Summary
Nguyen et al.’s paper “Believe it or not: Designing a Human-AI Partnership for Mixed-Initiative Fact-Checking” explores the usage of automatic fact-checking, the task of assessing the veracity of claims, as an assistive technology to augment human decision making. Many previous papers propose automated fact-checking systems, but few of them consider the possibility to have humans as part of a Human-AI partnership to complete the same task. By involving humans in fact-checking, the authors study how people would understand, interact with, and establish trust with an AI fact-checking system. The authors introduce their design and evaluation of a mixed-initiative approach to fact-checking, leveraging people’s judgment and experience with the efficiency and scalability of machine learning and automated information retrieval. Their user study shows that crowd workers involved in the task tend to trust the proposed system with improved participant accuracy with the access to claims when exposed to correct model predictions. But sometimes the trust is so strong that getting exposure to the model’s incorrect predictions reduces their accuracy in the task.
Reflection
Overall, I think this paper conducted an interesting study on how the proposed system actually influences human’s access to the factuality of claims in the fact-checking task. However, the model transparency studied in this research is different from what I expected. When talking about model transparency, I am expecting an explanation of how the training data is collected, what variables are used to train the model, and how the model works in a stepwise process. In this paper, the approach to increase the transparency of the proposed system is to release the source articles based on what the model provides a true or false judgment on the given claim. The next step is letting the crowd workers in the system group go through each source of news articles and see if that makes sense and whether they agree or disagree on the system’s judgment. In this task, I feel a more important transparency problem here is how the model gets the retrieved articles and how it ranks them in a presented way. Some noises in the training data may bring some bias in the model, but there is little we can tell merely based on checking the retrieved results. That makes me think that there might be different levels of transparency, at some level, we can check the input and output at each step, and at another level, we may get exposure to what attributes the model actually uses to make the prediction.

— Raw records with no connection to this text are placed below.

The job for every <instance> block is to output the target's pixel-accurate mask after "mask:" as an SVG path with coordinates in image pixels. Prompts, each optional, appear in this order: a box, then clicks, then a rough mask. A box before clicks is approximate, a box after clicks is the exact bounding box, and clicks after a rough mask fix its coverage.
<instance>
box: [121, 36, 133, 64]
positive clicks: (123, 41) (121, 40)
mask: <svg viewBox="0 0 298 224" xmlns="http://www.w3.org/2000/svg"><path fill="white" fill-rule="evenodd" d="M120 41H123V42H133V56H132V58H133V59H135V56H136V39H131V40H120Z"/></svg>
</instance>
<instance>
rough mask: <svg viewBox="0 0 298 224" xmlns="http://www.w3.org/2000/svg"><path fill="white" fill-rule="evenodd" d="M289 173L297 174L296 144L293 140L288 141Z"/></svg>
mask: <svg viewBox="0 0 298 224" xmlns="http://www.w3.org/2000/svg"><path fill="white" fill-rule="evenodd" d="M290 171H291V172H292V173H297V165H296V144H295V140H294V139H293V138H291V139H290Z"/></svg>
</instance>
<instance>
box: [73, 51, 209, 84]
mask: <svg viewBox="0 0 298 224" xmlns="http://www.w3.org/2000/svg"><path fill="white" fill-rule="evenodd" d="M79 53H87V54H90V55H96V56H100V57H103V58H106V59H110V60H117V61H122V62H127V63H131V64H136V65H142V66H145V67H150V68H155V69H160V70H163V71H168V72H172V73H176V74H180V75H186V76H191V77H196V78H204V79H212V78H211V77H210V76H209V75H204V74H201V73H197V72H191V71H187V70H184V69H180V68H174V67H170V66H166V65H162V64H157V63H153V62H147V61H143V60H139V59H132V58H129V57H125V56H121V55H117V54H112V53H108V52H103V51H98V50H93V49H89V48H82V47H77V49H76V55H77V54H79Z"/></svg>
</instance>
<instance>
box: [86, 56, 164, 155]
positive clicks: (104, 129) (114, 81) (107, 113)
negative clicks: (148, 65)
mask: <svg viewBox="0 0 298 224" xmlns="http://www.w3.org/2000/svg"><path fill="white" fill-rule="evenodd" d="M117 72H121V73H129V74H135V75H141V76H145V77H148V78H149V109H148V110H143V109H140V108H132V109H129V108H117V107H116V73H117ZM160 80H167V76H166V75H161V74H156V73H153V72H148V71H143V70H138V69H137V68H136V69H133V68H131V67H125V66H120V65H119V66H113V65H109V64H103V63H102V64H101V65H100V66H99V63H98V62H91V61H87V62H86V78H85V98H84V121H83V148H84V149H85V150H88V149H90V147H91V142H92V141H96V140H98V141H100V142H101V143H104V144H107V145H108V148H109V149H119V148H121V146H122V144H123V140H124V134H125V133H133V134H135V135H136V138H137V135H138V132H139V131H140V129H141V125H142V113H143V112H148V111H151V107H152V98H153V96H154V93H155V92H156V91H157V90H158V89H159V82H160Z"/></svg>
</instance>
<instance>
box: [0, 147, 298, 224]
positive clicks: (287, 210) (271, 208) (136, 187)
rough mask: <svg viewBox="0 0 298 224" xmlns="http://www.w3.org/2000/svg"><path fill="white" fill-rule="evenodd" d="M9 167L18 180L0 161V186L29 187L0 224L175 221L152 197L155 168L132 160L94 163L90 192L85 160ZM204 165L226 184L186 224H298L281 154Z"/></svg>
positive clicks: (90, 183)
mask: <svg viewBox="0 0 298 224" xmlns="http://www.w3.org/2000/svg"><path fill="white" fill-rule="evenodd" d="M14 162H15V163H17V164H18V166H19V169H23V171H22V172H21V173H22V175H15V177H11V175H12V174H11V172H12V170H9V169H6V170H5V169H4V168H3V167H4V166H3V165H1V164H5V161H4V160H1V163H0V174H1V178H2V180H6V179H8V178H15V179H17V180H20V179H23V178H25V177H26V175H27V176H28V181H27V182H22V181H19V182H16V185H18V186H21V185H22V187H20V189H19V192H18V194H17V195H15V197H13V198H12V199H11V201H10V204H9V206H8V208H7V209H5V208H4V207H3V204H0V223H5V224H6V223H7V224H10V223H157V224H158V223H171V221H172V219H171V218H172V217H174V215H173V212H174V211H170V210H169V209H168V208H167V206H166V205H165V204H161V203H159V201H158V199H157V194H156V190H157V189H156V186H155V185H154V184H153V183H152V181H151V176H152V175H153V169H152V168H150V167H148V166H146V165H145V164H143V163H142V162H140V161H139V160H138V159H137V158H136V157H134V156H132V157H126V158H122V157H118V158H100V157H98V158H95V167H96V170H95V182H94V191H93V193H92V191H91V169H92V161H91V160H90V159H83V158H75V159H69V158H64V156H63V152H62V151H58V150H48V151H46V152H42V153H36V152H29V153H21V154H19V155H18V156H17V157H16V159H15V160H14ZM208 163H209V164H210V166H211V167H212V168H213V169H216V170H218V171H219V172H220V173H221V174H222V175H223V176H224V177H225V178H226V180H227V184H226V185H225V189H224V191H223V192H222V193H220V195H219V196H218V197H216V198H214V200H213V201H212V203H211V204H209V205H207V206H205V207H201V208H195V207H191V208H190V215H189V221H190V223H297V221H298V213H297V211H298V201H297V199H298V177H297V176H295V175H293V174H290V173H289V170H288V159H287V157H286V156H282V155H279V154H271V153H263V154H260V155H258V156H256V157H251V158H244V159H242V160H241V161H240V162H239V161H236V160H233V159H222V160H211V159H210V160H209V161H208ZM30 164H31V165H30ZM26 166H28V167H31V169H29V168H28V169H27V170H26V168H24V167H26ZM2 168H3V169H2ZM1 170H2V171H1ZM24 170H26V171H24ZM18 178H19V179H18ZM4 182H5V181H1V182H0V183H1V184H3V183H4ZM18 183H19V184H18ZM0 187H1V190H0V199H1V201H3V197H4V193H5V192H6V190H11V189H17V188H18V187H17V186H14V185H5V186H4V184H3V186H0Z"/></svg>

The authors conducted three experiments with a participant survey on how users would understand, interact with, and establish trust with a fact-checking system and how the proposed system actually influences users’ access to the factuality of claims. The experiments are conducted via a comparative study between a control group and a system group to show that the proposed system actually works. Firstly, I would like to know if the randomly recruited workers in the two groups have some differences among demographics that may potentially have an impact on the final results. Is there a better way to conduct such experiments? Secondly, the performance difference between the two groups in regard to human error is so small and there is no additional proof that the performance difference is statistically significant. Thirdly, the paper reports the experimental results on five claims, even with a claim that has incorrectly supportive articles (claim 3), which seems not to be representative. The task is kind of misleading. Would it be better with quality control of the claims in the task design?
Discussion
I think the following questions are worthy of further discussion.
- Do you think with the article source presented by the system that the users develop more trust about the system?
- What are the reasons behind that some claims with the retrieval results of the proposed system downgrade the human performance in the fact-checking task?
- Do you think there is any flaw in the experimentation design? Can you think of a way to improve it?
- Do you think we need personalized results in this kind of task where the ground truth is provided? Why or why not?
I am totally agree with your opinion about the transparency. I think it is good for author to consider the transparency, but kind in a wrong direction. Public’ s expectation of transparency indicates the explanation of how systems works. We worried if there is bias included in data or the method. On the contrary, we don’t want to the system sacrifice the the performance for transparency. I feel this system design is more like to show the user that they have evidence of their output which are the resource articles. And I believe this is why users are over trust the system. In addition, it is really hard to not doubt your own conclusion when you have the different outcome with an AI machine with accuracy higher than 70% nowadays. And I think this is why user’s performance would degrade when the system output give the wrong judgement.
I am skeptical about the results that displaying sources develops more trust in the system. It does create an echo chamber for the users; which might be a good or a bad thing depending on the issue at hand. However, I don’t think that alone is enough to build more trust in the system.